The only effects in my chain on the Laney right now are the JH-1 & Echo Park. The Profile+ Phaser is cheap junk, but it sounds C-R-A-Z-Y though the Laney. Really thick & spacey. I would have the chorus in there but I'm getting some noise from it. Might be a loose connection in there somewhere - it's 10 years old & kinda battered.
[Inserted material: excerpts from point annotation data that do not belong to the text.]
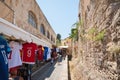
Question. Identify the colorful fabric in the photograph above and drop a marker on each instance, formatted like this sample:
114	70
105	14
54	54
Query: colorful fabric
14	57
4	50
40	53
29	50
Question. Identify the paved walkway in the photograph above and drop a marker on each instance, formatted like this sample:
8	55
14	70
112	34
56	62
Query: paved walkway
56	71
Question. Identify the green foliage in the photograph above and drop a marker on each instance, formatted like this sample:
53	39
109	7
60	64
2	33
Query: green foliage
78	24
59	37
100	36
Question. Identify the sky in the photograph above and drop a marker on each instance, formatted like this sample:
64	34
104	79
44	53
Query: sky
61	14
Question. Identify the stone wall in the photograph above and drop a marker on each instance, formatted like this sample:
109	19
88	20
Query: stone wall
99	40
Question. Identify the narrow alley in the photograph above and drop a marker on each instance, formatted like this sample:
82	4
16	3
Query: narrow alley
55	71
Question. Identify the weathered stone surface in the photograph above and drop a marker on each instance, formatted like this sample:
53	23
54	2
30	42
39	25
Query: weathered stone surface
96	62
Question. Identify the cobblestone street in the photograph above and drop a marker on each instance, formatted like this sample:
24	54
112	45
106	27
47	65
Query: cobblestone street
56	71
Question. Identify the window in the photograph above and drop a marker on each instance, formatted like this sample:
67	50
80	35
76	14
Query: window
42	29
48	34
32	19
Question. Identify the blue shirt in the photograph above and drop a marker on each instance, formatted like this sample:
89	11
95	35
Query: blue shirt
4	50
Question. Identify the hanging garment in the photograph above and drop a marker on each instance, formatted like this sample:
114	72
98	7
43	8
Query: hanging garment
4	50
40	53
45	53
14	57
49	54
29	50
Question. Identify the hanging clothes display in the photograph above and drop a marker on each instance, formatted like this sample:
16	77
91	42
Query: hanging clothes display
49	54
45	53
4	50
40	53
14	58
29	50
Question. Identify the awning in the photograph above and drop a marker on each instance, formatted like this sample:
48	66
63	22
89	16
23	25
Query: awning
10	29
63	46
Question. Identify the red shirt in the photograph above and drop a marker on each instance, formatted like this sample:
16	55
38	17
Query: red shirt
29	53
40	53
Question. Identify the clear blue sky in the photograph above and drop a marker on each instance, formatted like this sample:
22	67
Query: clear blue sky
61	14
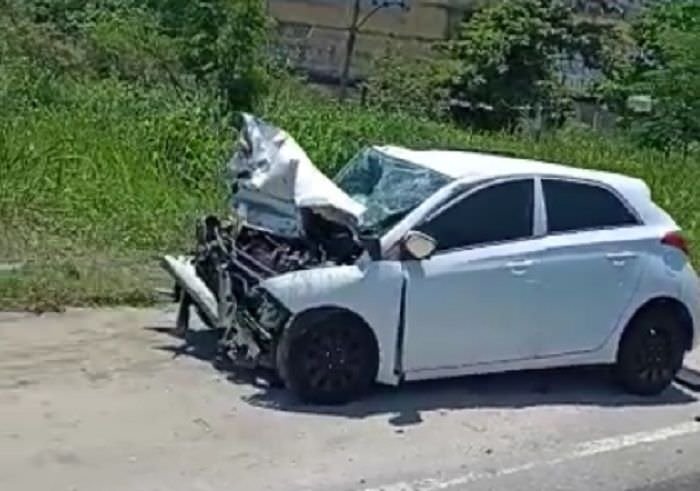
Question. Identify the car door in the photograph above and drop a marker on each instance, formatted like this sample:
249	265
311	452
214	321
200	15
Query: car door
589	269
471	301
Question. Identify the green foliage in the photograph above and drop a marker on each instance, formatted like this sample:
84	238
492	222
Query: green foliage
667	69
418	85
507	55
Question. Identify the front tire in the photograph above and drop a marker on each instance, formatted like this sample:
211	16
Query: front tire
651	352
328	359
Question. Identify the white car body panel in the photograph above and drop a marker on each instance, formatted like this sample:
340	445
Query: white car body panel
551	300
546	301
280	180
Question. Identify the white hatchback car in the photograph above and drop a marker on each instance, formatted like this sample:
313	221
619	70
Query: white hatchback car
417	265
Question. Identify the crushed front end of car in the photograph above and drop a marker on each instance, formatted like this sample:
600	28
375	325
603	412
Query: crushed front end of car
285	216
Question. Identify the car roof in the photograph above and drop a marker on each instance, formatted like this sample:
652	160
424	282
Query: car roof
476	166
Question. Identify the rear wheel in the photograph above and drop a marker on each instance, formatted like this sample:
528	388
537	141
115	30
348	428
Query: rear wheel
651	352
330	360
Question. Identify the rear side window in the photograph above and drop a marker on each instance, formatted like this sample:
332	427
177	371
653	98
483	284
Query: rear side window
577	206
498	213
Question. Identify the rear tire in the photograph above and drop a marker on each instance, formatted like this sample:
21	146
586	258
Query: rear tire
328	359
651	352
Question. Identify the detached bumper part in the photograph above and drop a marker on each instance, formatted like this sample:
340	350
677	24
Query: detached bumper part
240	327
184	273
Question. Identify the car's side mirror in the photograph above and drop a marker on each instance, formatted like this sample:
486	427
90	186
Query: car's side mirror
419	245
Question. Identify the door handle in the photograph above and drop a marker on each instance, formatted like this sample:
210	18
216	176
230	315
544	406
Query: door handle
519	267
620	258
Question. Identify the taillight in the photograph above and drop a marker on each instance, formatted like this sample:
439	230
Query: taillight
676	239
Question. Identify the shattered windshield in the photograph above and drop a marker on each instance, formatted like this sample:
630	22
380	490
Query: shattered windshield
389	188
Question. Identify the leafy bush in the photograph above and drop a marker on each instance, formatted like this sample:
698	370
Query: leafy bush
667	70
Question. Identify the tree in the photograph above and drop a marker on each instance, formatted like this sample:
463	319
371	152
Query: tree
356	24
507	57
666	69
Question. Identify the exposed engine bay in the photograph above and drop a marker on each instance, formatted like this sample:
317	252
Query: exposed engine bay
286	216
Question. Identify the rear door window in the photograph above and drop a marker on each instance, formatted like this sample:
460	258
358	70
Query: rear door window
573	206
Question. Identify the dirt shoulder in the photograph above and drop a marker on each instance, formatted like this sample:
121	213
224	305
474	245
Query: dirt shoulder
109	400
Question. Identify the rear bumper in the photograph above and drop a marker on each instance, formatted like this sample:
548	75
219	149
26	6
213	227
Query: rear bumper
691	298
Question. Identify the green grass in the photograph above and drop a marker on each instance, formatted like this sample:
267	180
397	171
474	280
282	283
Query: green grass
98	177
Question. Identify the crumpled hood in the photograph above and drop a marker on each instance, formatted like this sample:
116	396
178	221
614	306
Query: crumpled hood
273	178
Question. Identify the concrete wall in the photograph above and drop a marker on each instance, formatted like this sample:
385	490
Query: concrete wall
313	33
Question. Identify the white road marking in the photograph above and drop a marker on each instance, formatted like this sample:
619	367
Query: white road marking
587	449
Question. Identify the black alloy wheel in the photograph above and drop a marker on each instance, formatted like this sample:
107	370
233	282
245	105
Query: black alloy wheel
651	352
330	362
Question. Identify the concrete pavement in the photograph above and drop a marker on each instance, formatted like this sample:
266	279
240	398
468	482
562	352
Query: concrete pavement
110	400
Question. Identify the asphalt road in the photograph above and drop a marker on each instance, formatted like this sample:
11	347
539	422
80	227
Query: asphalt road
109	400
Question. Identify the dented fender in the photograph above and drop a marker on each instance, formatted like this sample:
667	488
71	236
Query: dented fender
372	290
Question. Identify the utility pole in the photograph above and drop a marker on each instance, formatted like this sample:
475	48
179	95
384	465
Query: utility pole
356	24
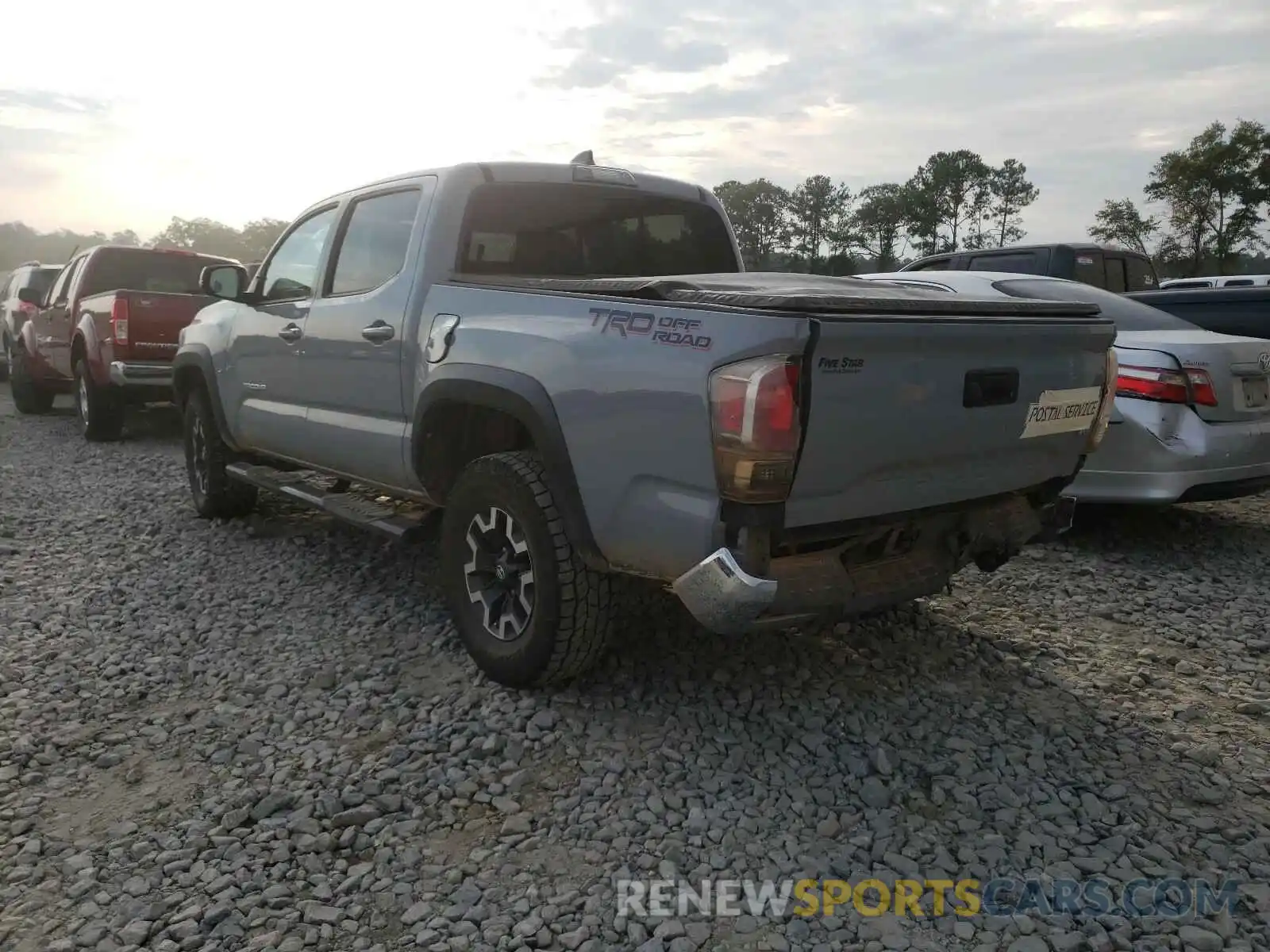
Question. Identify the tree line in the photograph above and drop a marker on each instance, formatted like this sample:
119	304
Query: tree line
1210	198
1210	194
21	243
954	201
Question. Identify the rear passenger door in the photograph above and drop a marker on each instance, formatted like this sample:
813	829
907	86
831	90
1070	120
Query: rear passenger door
1118	276
52	325
356	336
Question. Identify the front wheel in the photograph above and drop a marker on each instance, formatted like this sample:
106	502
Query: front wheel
216	495
527	608
99	410
29	397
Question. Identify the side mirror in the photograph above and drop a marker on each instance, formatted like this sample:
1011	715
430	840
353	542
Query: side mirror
224	281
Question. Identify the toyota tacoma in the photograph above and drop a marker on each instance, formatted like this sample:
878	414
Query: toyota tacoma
569	366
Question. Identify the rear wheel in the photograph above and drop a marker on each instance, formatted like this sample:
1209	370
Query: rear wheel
527	608
98	409
216	495
29	397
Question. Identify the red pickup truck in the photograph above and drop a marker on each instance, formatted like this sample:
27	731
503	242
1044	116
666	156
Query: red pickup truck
107	332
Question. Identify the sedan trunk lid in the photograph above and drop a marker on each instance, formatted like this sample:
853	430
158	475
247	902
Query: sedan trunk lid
1238	368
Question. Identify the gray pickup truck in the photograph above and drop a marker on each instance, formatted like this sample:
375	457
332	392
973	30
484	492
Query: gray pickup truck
486	340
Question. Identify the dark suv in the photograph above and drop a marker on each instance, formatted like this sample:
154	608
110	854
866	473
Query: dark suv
14	313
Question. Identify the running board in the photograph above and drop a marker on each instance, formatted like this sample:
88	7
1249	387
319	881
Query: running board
336	501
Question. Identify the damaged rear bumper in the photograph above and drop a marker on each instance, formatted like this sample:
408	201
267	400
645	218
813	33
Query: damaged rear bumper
727	600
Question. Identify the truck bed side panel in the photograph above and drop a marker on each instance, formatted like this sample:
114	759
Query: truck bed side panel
633	409
888	429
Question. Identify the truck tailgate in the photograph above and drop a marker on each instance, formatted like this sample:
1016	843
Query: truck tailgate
156	321
926	412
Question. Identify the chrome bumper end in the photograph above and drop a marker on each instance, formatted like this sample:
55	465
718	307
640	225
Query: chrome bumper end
1057	518
722	596
141	374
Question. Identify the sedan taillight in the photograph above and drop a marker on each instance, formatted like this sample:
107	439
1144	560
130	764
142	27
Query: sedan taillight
1166	385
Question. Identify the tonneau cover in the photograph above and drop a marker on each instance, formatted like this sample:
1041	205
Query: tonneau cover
781	291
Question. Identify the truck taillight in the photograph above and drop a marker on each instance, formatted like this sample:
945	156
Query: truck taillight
756	427
1104	416
120	321
1165	385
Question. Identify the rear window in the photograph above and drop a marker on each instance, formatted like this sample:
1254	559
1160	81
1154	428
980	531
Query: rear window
1127	313
140	270
546	230
1015	263
1141	273
38	278
1090	270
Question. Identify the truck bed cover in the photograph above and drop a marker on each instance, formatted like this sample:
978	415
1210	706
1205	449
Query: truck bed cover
781	291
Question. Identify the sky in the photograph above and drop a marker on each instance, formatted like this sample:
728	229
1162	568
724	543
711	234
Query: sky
137	112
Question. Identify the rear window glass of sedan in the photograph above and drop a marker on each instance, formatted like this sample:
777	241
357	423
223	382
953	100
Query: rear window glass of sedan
1127	314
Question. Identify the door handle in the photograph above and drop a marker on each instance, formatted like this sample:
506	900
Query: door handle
379	332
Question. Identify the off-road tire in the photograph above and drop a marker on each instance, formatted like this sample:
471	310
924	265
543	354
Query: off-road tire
573	611
99	410
216	497
29	397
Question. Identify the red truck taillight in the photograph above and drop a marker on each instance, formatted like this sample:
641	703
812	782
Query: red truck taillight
120	321
756	428
1103	419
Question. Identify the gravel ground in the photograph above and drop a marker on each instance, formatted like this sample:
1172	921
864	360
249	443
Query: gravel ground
264	735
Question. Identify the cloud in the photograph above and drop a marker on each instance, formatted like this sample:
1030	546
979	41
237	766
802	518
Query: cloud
1087	94
40	130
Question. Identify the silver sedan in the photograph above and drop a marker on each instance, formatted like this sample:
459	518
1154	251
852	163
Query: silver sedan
1191	418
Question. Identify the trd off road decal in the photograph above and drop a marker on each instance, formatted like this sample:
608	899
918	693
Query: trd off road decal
671	332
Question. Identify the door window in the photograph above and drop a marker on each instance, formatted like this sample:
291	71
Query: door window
1140	273
1117	277
291	273
939	264
372	248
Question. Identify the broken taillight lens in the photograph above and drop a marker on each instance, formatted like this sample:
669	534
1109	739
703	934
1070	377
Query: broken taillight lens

The Fabtone & Hyper Fuzz are just collecting dust.

Kirb


----------



## CocoTone (Jan 22, 2006)

Here is my patriotic Canadian vintage rig.

CT.


----------



## flashPUNK (Feb 16, 2006)

This is my first post here on this board, so be nice!

I'm playing:

Fender 2000 USA Custom Tele
Godin xtSA
Takamine EGS-430C0

Pedals:








Morley Pro Series Wah/Volume
Voodoo Labs Tremolo
Peterson Strobo-Stomp
Ibanez TS-9 w/Brown Mod
Line6 DL4

All of that into my Mesa Nomad 45 2x12 beast.


----------



## Chito (Feb 17, 2006)

Here is my humble collection. 

*Guitars:*

PRS Soapbar SE II
Ibanez Artstar AS120 
Fender Telecaster 1962 Reissue MIJ 
Peavey Foundation Bass
Takamine EG330SC Acoustic Guitar
Martin D0015

*Amplifiers:*

Fender The Twin (1988) Amplifier
Peavey Classic 30 Amplifier
Traynor TBM10 Bass Amp
Fender Frontman 15R

*Pedals:*

Radial Tonebone Classic
Boss DD-3, CH-1, BD-2, DF-2, CS-3, DS-1, OS-2, HF-2, A/B2, PSM-5 Pedals
George Dennis GD40 Wah-Switch Plus Pedal
Ernie Ball Volume Pedal


----------



## Mikey (Feb 25, 2006)

Okay folks, hold onto your hats:

Tokai P-90 Love Rock Goldtop
Traynor Reverbmate

I use a black cord to connect them, and my fingers to play.

Rock on!
Mikey


----------



## noobcake (Mar 8, 2006)

Holy crap... What's up with all the crazy rigs??? Heh here's mine: 
-Ibanez AXS32
-Cort Earth 100
-Roland Cube 30
-Digitech Bad Monkey
-Dunlop Original Crybaby


----------



## gproud (Mar 2, 2006)

Ernie Ball/Music Man EVH Guitar
Homemade 1 humbucker, Floyd equipped strat (not done yet)
Boss TU-2
MXR Flanger
Ceriatone 18 Watt TMB
Avatar G212H Special w/ 1 Hellatone 30


----------



## Q_L_R (Mar 13, 2006)

Current Gig Rig:

'84 Tokai Goldstar Sound Strat copy
...or...
'96 MIJ 50's Tele w/Fender OV pups)

Jen Crybaby Super wah
Boss TU-2 tuner
Guyatone ST-1 compressor
Danelectro Daddy-O OD
Voodoo Lab Micro Vibe
Arion Analog delay

'71 Fender Vibrolux Reverb w/MojoTone MP10R speakers


----------



## Pearl_Jammin44 (Apr 4, 2006)

Wow some of those are impressive.

Guitars:

Epiphone SG 310
Art & Lutherie Acoustic (Sunrise)

Amp:

Traynor Guitar Mate 20 Watt

Effects:

Boss DS-1
Dunlop Crybaby 535Q


----------



## bryanjetboy (Feb 18, 2006)

*Speed Metal Rig*

Mesa Stiletto Trident
Mesa Standard 4x12 with 2 Celestion V30's + G12H's in 'X' pattern
Viper 400
8 ohm Hotplate [keeps the peace with the neighbors at 2 AM]


----------